That sounds reasonable, I'll look into it--thanks.
I was imagining an algorithm where each pipeline-aware utility can derive port numbers to use to talk/listen to its neighbors. I may be able to use http content negotiation wholesale in that context.
I've been trying to solve the exact same problem with my shell too. It's pipes are typed and all the builtin commands can than automatically decode those data types via shared libraries. So commands don't need to worry about how to decode and re-encode the data. This means that JSON, YAML, TOML, CSV, Apache log files, S-Expressions and even tabulated data from `ps` (for example) can all be transparently handled the same way and converted from one to another without the tools ever needing to know how to marshal nor unmarshal that data. For example: you could take a JSON array that's not been formatted with cartridge returns and still grep through it item by item as if it was a multi-line string.
However the problem I face is how do you pass that data type information over a pipeline from tools that exist outside of my shell? It's all well and good having builtins that all follow that convention but what if someone else wants to write a tool?
My first thought was to use network sockets, but then you break piping over SSH, eg:
local-command | ssh user@host "| remote-command"
My next thought was maybe this data should be in-lined - a bit like how ANSI escape sequences are in-lined and the terminals don't render them as printable characters. Maybe something like the following as a prefix to STDIN?
<null>$SHELL<null>
But then you have the problem of tainting your data if any tools are sent that prefix in error.
I also wondered if setting environmental variables might work but that also wouldn't be reliable for SSH connections.
So as you can see, I'm yet to think up a robust way of achieving this goal. However in the case of builtin tools and shell scripts, I've got it working for the most part. A few bugs here and there but it's not a small project I've taken on.
If you fancy comparing notes on this further, I'm happy to oblige. I'm still hopeful we can find a suitable workaround to the problems described above.
I was hoping to stick with bash or zsh, and just write processes that somehow communicate out of band, but I think we're still up against the same problem.
One idea I had was that there's a service running elsewhere which maintains this directed graph (nodes = types, edges = programs which take the type of their "from" node and return the type of their "two" node).

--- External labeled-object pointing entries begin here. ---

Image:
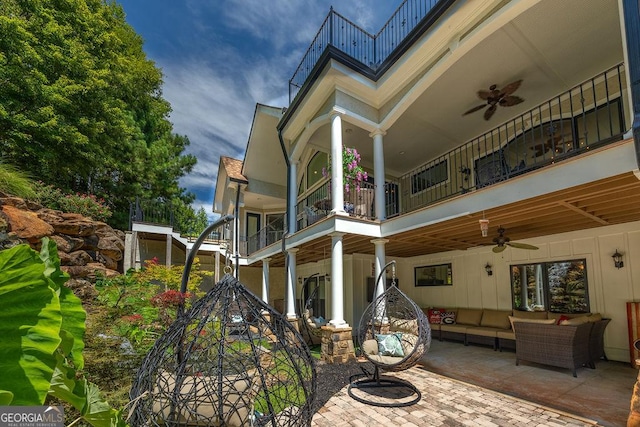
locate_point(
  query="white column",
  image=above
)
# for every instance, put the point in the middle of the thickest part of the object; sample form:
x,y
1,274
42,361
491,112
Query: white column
x,y
337,282
291,284
379,264
293,196
216,268
265,280
378,173
337,175
167,259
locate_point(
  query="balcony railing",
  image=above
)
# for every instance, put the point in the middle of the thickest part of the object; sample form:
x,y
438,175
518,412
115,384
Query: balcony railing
x,y
371,50
587,116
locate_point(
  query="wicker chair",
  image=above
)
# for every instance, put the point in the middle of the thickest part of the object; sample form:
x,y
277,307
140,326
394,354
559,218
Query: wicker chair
x,y
391,315
561,346
231,360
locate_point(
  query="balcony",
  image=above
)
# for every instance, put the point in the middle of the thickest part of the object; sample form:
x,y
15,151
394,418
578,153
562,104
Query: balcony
x,y
373,51
585,117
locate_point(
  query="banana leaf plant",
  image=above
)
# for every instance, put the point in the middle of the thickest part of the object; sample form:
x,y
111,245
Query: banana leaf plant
x,y
42,327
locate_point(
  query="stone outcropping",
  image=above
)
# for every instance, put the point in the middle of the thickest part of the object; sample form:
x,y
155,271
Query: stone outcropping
x,y
87,248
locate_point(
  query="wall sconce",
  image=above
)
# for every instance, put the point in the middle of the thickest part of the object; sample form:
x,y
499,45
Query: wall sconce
x,y
488,269
617,259
484,227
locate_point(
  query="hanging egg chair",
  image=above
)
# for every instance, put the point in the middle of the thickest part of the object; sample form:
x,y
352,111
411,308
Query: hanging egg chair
x,y
230,360
393,335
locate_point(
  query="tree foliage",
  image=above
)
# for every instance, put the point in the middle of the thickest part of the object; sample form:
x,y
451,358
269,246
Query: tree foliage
x,y
81,106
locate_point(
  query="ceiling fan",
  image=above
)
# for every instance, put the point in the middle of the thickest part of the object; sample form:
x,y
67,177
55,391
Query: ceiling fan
x,y
503,241
495,97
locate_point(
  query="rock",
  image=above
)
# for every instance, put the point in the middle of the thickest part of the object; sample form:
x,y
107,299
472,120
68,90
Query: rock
x,y
107,261
90,243
75,258
75,227
90,271
63,245
26,224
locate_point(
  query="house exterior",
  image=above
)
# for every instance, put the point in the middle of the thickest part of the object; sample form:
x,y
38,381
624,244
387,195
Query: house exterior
x,y
521,115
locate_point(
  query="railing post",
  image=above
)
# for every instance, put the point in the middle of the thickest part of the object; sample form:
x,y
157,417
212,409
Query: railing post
x,y
331,14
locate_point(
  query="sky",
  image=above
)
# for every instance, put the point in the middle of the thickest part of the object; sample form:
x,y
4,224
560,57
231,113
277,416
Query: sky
x,y
221,57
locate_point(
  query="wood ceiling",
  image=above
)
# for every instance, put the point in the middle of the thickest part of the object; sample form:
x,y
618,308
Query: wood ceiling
x,y
609,201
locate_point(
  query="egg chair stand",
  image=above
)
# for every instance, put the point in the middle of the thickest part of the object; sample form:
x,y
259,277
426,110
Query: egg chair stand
x,y
393,335
228,360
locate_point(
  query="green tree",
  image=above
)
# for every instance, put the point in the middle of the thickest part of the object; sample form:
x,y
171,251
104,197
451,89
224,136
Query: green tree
x,y
81,106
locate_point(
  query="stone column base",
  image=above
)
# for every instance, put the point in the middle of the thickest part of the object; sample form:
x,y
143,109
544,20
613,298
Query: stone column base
x,y
337,345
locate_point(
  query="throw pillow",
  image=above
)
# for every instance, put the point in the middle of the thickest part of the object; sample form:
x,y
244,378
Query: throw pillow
x,y
575,321
434,315
390,345
448,318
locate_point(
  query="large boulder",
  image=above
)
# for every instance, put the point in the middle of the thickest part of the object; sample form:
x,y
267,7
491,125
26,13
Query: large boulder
x,y
26,224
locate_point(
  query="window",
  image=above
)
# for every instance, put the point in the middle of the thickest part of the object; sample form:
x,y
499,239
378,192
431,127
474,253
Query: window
x,y
433,275
314,169
429,177
559,286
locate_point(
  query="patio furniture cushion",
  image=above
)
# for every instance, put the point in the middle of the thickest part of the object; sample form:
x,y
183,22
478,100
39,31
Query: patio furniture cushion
x,y
390,344
530,314
496,319
469,316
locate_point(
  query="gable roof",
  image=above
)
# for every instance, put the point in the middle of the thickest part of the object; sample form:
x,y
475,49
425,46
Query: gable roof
x,y
233,168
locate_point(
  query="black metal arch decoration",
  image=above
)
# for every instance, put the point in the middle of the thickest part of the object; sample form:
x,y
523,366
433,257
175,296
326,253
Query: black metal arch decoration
x,y
231,360
391,313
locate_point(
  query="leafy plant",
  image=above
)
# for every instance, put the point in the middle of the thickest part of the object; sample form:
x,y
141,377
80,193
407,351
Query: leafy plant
x,y
42,325
353,174
15,182
83,204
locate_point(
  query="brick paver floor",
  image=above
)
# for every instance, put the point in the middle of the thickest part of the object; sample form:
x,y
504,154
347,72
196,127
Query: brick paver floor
x,y
445,402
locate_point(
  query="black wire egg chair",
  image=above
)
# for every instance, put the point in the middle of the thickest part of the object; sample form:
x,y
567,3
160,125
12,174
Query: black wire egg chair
x,y
230,360
393,335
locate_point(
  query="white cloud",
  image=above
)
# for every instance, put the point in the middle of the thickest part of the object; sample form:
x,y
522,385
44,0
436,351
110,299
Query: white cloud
x,y
213,91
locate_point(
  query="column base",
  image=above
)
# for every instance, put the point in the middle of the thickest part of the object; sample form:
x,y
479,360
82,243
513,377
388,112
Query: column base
x,y
337,344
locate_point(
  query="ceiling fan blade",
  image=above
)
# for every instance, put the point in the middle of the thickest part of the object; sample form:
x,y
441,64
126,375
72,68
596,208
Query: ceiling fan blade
x,y
485,94
510,100
511,87
490,111
474,109
522,246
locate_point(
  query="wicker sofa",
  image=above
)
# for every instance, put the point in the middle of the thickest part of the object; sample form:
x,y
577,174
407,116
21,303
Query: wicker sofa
x,y
497,329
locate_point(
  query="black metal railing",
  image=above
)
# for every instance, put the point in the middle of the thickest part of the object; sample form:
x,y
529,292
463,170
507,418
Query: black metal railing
x,y
268,235
585,117
369,49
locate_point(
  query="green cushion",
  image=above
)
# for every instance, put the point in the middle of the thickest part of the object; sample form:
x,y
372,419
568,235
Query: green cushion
x,y
390,345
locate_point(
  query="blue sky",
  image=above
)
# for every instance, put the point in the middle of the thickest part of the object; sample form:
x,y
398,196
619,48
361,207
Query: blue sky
x,y
221,57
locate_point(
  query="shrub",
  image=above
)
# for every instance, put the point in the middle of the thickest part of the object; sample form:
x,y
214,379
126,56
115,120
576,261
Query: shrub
x,y
15,183
83,204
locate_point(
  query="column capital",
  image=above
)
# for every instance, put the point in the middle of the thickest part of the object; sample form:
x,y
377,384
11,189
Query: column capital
x,y
337,111
377,132
379,241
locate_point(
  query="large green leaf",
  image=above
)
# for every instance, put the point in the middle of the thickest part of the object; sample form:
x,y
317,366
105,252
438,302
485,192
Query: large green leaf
x,y
73,314
30,323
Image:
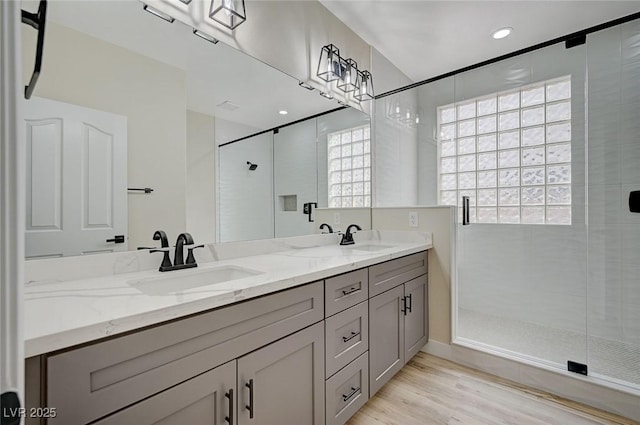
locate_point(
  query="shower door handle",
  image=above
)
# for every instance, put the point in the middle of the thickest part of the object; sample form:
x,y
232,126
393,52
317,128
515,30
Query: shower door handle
x,y
465,211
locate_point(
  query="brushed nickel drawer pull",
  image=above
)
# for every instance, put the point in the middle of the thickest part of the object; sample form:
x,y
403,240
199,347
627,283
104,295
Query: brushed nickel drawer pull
x,y
350,337
229,395
350,291
353,392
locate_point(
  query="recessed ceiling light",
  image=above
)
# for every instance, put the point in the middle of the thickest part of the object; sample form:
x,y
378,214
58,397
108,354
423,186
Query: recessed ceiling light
x,y
327,95
158,13
501,33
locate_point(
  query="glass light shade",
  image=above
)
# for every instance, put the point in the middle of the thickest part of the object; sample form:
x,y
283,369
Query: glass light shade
x,y
329,66
365,84
349,80
229,13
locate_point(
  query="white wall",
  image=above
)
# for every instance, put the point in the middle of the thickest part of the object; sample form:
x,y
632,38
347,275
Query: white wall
x,y
246,197
295,167
86,71
201,181
387,76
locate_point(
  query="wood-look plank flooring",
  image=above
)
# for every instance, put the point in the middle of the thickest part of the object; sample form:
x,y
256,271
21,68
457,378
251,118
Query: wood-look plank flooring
x,y
433,391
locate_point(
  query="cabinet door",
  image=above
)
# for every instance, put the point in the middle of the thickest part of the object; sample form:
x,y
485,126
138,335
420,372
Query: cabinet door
x,y
283,383
416,319
204,400
386,337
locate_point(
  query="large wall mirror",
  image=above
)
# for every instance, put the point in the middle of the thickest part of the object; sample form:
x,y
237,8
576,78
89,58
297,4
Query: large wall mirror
x,y
272,183
128,101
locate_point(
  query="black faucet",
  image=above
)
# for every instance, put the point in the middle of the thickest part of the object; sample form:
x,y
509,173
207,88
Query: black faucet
x,y
178,258
183,239
347,237
161,236
326,226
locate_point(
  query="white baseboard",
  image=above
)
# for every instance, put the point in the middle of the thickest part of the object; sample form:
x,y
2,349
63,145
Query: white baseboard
x,y
585,390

When a pipeline is executed, each stage pauses until type matches are confirmed--and if there is a mismatch then some path finding algorithm is used to find the missing hops.
So the user can leave out otherwise necessary steps, and as long as there is only one path through the type graph which connects them, then the missing step can be "inserted". In the case of multiple paths, the error message can be quite friendly.
This means keeping your context small enough, and your types diverse enough, that the type graph isn't too heavily connected. (Maybe you'd have to swap out contexts to keep the noise down.) But if you have a layer that's modifying things before execution anyway, then perhaps you can have it notice the ssh call and modify it to set up a listener. Something like:
Where pull_metadata_from phones home to get the metadata, then passes along the data stream untouched.
Also, If you're writing the shell anyway then you can have the pipeline run each process in a subshell where vars like TYPE_REGISTRY_IP and METADATA_INBOUND_PORT are defined. If they're using the network to type-negotiate locally, then why not also use the network to type-negotiate through an ssh tunnel?
This idea is, of course, over-engineered as hell. But then again this whole pursuit is.
> I was hoping to stick with bash or zsh, and just write processes that somehow communicate out of band, but I think we're still up against the same problem.
Yeah we have different starting points but very much similar problems.
tbh idea behind my shell wasn't originally to address typed pipelines, that was just something that evolved from it quite by accident.
Anyhow, your suggestion of overwriting / aliasing `ssh` is genius. Though I'm thinking rather than tunnelling a TCP connection, I could just spawn an instance of my shell on the remote server and then do everything through normal pipelines as I now control both ends of the pipe. It's arguably got less proverbial moving parts compared to a TCP listener (which might then require a central data type daemon et al) and I'd need my software running on the remote server for the data types to work anyway.
There is obviously a fair security concern some people might have about that but if we're open and honest about that and offer an "opt in/out" where opting out would disable support for piped types over SSH then I can't see people having an issue with it.
Coincidentally I used to do something similar in a previous job where I had a pretty feature rich .bashrc and no Puppet. So `ssh` was overwritten with a bash function to copy my .bashrc onto the remote box before starting the remote shell.
> This idea is, of course, over-engineered as hell. But then again this whole pursuit is.
Haha so true!
Thanks for your help. You may have just solved a problem I've been grappling with for over a year.
I was thinking something similar, buried in a library that everyone could link. It seems... awfully awkward to build, much less portably.
This reminds me of how busted Linux is for not having a SO_PEERCRED. You can actually get that information by walking /proc/net/tcp or using AF_NETLINK sockets and inet_diag, but there is a race condition such that this isn't 100% reliable. SO_PEERCRED would [have to] be.
I was imagining an algorithm where each pipeline-aware utility can derive port numbers to use to talk/listen to its neighbors. I may be able to use http content negotiation wholesale in that context.